Hannah watched the page parry blows from Kellington, circling around as he needed to, attempting to keep up a strong defense. But he never attacked. Holding the large sword with two hands was extra tiring, and each of Kellington’s swings hit with more force, the wood vibrating in the page’s hands.
“Strike!” Kreek yelled at him.
The page dropped his sword and yielded. Kellington stood back, and Kreek stepped off his stool, grabbing the young page by the collar.
“Too slow, too stupid! You’ll be sliced in half the first time you ride out with the Council of Heroes.
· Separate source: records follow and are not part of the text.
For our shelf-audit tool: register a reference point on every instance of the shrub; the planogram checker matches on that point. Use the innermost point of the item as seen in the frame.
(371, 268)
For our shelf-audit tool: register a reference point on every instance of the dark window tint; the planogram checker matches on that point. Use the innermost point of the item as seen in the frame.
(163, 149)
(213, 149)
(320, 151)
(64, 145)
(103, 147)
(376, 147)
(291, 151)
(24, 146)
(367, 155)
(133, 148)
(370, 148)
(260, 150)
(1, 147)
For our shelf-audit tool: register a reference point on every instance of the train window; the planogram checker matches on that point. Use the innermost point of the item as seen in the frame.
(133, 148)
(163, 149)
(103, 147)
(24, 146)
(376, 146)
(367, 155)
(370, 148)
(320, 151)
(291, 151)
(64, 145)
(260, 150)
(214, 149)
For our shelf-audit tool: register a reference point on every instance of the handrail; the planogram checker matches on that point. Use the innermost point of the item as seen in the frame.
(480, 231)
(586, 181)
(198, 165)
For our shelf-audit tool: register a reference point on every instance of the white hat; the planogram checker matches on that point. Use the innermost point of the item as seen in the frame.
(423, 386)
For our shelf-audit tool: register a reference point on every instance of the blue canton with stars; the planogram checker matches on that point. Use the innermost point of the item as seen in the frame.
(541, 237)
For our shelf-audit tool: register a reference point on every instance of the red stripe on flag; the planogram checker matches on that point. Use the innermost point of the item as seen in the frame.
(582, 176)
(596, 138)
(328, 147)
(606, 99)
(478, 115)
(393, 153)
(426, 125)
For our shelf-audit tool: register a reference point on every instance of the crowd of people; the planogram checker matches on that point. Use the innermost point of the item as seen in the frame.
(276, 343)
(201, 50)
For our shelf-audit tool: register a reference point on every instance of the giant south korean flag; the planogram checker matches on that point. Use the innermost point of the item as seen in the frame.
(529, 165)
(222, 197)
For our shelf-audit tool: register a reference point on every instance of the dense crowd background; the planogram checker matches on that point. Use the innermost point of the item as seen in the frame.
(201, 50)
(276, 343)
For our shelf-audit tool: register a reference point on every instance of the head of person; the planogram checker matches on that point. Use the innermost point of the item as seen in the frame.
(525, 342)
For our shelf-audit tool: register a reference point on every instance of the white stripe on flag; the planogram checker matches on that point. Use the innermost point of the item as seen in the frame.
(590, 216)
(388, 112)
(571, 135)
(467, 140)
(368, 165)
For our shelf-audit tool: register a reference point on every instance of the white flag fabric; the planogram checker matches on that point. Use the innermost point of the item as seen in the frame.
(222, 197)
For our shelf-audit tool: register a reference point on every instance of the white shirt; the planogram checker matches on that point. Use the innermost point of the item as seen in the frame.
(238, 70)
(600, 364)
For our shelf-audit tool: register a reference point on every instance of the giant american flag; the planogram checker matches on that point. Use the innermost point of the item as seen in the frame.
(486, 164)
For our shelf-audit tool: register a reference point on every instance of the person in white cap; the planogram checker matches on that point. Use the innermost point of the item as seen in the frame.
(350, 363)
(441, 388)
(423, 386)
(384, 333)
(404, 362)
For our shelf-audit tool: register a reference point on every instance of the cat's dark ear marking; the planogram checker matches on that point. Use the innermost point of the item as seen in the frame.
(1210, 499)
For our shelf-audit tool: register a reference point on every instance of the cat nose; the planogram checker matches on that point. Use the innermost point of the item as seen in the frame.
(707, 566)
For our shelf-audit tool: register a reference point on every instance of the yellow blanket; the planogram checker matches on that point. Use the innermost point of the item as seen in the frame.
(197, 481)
To think this is the quality of man I have to train.” He raised his palm and slapped the boy across the cheek.
“That’s enough, Sir Kreek,” Hannah shouted. “Let the boy have a rest.”
Kreek said nothing but glared at the queen. He let go of the page and walked away.
“Good effort,” Kellington said to the boy. “You impressed your queen.”
Hannah walked toward the center of the courtyard. “I will have to speak to my advisors about Sir Kreek,” Hannah said to Kellington. “That was not appropriate.”
“It was how I was trained, Your Majesty. The old man is tough, but he knows how to make warriors.”
“He is old. I should find my guard a younger swordmaster.”
“I doubt your advisors will approve.”
“Another year,” Hannah said, “and this queen will make her own decisions.”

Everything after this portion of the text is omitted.